Domain	Manifestation	Notes
Game theory	Von Neumann minimax theorem (1928): every finite two-person zero-sum game has a value V with optimal mixed strategies	Canonical form. Proved via Brouwer fixed-point theorem. Extended by Nash (1950) to non-zero-sum via Kakutani.
Military strategy	Mixed patrols: randomize patrol routes so adversary cannot predict and exploit patterns	Predictable patrols = pure strategy = exploitable. Randomized patrols converge to minimax security level.
Evolution	Red Queen hypothesis: host-parasite arms race has equilibrium co-evolution rate	Van Valen (1973). Neither species can unilaterally improve — they are at the minimax of the fitness game. Deviation from equilibrium = extinction risk.
Machine learning	Generative Adversarial Networks (GANs): generator vs. discriminator converge to Nash equilibrium	Goodfellow (2014). Generator minimizes discriminator accuracy; discriminator maximizes it. Training IS minimax optimization.
Sports	Pitch selection (baseball), serve direction (tennis): optimal play requires randomization	Walker & Wooders (2001): professional tennis players' serve directions match minimax predictions within 1%.
Legal systems	Adversarial justice: prosecution vs. defense converge toward truth through structured opposition	Neither side can unilaterally determine outcome. The adversarial structure ensures evidence is tested from both directions. Jury = majority voter (connecting to ISO-32).
Swarm	Falsification lanes as adversarial game: BELIEVER maximizes confidence, FALSIFIER minimizes it	Current: pure-strategy falsification (targeted tests).

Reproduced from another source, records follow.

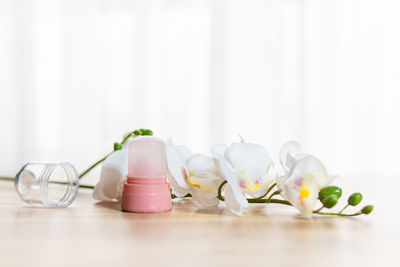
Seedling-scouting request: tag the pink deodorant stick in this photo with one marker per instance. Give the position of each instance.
(146, 189)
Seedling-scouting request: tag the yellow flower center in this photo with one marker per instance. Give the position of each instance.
(304, 193)
(192, 173)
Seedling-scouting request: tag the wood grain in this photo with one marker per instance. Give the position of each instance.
(99, 234)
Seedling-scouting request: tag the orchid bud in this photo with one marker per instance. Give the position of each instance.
(328, 191)
(137, 132)
(330, 201)
(354, 199)
(117, 146)
(367, 209)
(146, 132)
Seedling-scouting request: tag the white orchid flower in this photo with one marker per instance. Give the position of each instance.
(193, 173)
(304, 176)
(112, 176)
(245, 167)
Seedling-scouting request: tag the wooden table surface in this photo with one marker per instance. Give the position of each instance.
(89, 233)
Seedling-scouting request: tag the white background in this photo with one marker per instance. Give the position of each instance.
(76, 75)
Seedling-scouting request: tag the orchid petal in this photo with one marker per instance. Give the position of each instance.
(176, 159)
(235, 196)
(232, 201)
(112, 176)
(201, 201)
(287, 154)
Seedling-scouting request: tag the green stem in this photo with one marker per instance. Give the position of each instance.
(276, 201)
(345, 207)
(94, 165)
(51, 182)
(266, 193)
(319, 209)
(338, 213)
(131, 134)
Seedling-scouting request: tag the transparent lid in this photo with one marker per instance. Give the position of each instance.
(147, 158)
(47, 184)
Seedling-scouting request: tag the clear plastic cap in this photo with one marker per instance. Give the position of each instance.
(147, 158)
(47, 184)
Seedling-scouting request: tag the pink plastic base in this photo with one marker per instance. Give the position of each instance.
(146, 195)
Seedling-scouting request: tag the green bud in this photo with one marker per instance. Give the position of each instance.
(117, 146)
(328, 191)
(137, 132)
(330, 201)
(146, 132)
(354, 199)
(367, 209)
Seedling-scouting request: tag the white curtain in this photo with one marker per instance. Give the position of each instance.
(75, 75)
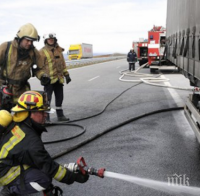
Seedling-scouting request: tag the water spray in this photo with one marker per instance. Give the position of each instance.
(81, 166)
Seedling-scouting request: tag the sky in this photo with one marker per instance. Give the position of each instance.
(109, 25)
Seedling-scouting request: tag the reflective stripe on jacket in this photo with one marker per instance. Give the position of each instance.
(54, 63)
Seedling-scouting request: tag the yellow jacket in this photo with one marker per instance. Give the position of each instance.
(18, 71)
(54, 63)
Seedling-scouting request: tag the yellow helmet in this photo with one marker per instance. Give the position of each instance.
(5, 118)
(28, 31)
(32, 101)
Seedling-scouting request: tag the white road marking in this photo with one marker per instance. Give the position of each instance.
(93, 78)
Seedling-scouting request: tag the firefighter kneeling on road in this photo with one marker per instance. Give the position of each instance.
(25, 166)
(17, 59)
(56, 67)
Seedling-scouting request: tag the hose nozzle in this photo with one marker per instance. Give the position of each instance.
(84, 169)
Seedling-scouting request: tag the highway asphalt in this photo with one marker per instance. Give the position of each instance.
(157, 147)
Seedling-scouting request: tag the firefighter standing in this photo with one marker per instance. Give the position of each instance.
(56, 67)
(132, 59)
(17, 59)
(25, 166)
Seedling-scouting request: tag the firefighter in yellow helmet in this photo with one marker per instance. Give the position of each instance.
(56, 67)
(25, 166)
(17, 59)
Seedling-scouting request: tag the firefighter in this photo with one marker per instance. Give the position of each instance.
(56, 67)
(25, 166)
(17, 60)
(132, 59)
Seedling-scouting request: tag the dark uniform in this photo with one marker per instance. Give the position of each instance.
(132, 58)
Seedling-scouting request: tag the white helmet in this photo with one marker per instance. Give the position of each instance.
(48, 36)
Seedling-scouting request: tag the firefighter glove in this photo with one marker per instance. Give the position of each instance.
(45, 80)
(68, 79)
(76, 177)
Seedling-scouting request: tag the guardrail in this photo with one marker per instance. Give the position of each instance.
(84, 62)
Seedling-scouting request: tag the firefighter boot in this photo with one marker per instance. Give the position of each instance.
(6, 192)
(61, 116)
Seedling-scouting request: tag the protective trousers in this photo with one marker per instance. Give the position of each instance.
(33, 181)
(57, 88)
(131, 66)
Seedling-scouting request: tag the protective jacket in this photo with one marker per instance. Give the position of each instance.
(22, 148)
(54, 62)
(15, 68)
(131, 57)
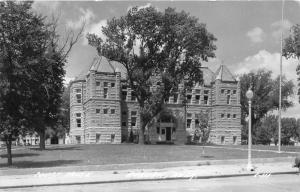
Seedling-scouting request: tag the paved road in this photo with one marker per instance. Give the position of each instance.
(276, 183)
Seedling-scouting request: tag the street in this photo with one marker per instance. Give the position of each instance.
(274, 183)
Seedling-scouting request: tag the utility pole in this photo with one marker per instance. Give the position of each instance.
(280, 82)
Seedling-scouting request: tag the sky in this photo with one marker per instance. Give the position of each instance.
(247, 32)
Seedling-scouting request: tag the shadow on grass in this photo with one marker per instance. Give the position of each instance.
(40, 164)
(20, 155)
(57, 148)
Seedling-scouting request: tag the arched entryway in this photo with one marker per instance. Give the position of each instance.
(166, 128)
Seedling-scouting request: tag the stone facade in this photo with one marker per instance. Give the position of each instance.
(104, 110)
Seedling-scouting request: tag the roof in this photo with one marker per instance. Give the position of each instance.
(208, 76)
(104, 65)
(224, 74)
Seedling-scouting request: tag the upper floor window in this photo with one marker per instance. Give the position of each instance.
(189, 99)
(105, 111)
(124, 95)
(133, 97)
(175, 98)
(228, 99)
(205, 97)
(197, 99)
(78, 95)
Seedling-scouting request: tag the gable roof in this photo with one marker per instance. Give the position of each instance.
(224, 74)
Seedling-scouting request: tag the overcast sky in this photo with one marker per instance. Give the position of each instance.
(248, 33)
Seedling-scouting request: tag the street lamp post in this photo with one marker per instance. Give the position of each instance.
(249, 95)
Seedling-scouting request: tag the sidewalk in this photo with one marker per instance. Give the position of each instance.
(200, 171)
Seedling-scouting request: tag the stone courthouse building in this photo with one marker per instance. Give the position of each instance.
(105, 110)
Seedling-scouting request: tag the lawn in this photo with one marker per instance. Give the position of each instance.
(129, 153)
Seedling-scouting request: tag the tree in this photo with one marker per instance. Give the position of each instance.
(160, 50)
(292, 48)
(20, 33)
(46, 80)
(266, 96)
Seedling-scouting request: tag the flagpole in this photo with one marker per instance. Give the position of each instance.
(280, 81)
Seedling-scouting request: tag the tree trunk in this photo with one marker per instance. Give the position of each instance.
(142, 132)
(42, 140)
(8, 147)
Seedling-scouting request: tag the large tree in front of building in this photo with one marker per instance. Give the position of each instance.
(21, 36)
(160, 50)
(291, 48)
(265, 99)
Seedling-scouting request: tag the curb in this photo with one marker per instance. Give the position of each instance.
(138, 180)
(156, 165)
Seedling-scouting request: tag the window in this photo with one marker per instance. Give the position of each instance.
(124, 95)
(105, 111)
(78, 122)
(189, 99)
(228, 99)
(206, 99)
(78, 98)
(175, 98)
(234, 139)
(105, 91)
(197, 99)
(206, 92)
(133, 96)
(157, 130)
(188, 123)
(133, 121)
(222, 139)
(197, 123)
(98, 137)
(112, 138)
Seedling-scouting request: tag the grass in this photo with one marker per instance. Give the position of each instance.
(66, 155)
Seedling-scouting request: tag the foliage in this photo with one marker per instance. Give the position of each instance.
(265, 99)
(159, 51)
(292, 48)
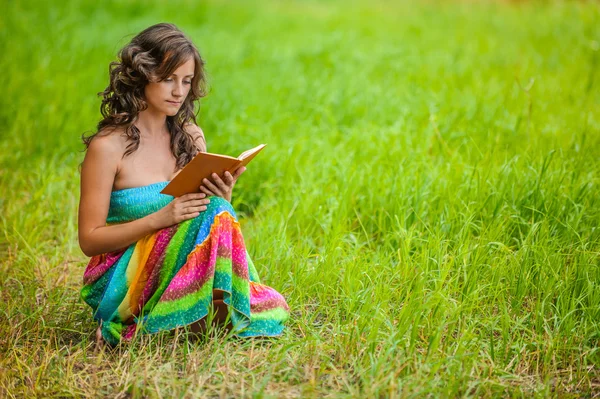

Von Neumann prescription: mix random + targeted testing. Minimax value = equilibrium belief confidence that adversarial testing cannot reduce further.

Sharpe: 4 (7 domains; minimax theorem mathematically proven; GAN convergence formalized; tennis data empirically verified at professional level; Red Queen well-supported; military/legal structurally sound; swarm operationally applicable) Gaps: Economics (price competition as zero-sum between buyer/seller? Complicated by non-zero-sum aspects), Ecology (predator-prey equilibrium as minimax? Lotka-Volterra is dynamical, not strategic) Inversion: Minimax ONLY applies to zero-sum games. In cooperative settings (where both players can gain), minimax is overly conservative — it sacrifices potential gains by assuming worst-case opponent. Swarm implications: not ALL belief testing should be adversarial. Confirmation has genuine value (ISO-10 predict-error-revise). The optimal ratio of falsification to confirmation is NOT 100% adversarial. Relationship: ISO-33 is the adversarial complement of ISO-1 (optimization): ISO-1 optimizes against nature; ISO-33 optimizes against an adversary. ISO-33 requires ISO-32 (reliable from unreliable) when the game is repeated — consistent performance requires reliability. ISO-33's mixed strategies are an application of ISO-34 (regularization): randomization smooths the discontinuity of pure strategies.

ISO-34 (candidate): Regularization — smooth approximations prevent catastrophic transitions¶

Structure: When a system has sharp discontinuities (thresholds, boundaries, shock fronts), solving the problem directly at the discontinuity is intractable or fragile. Instead: add a small smoothing term that spreads the discontinuity over a finite region. The smoothed solution converges to the exact solution as the smoothing parameter → 0, but is computable and stable at any finite smoothing. This is NOT an approximation that loses information — it's a change of problem that PRESERVES the answer while making it accessible.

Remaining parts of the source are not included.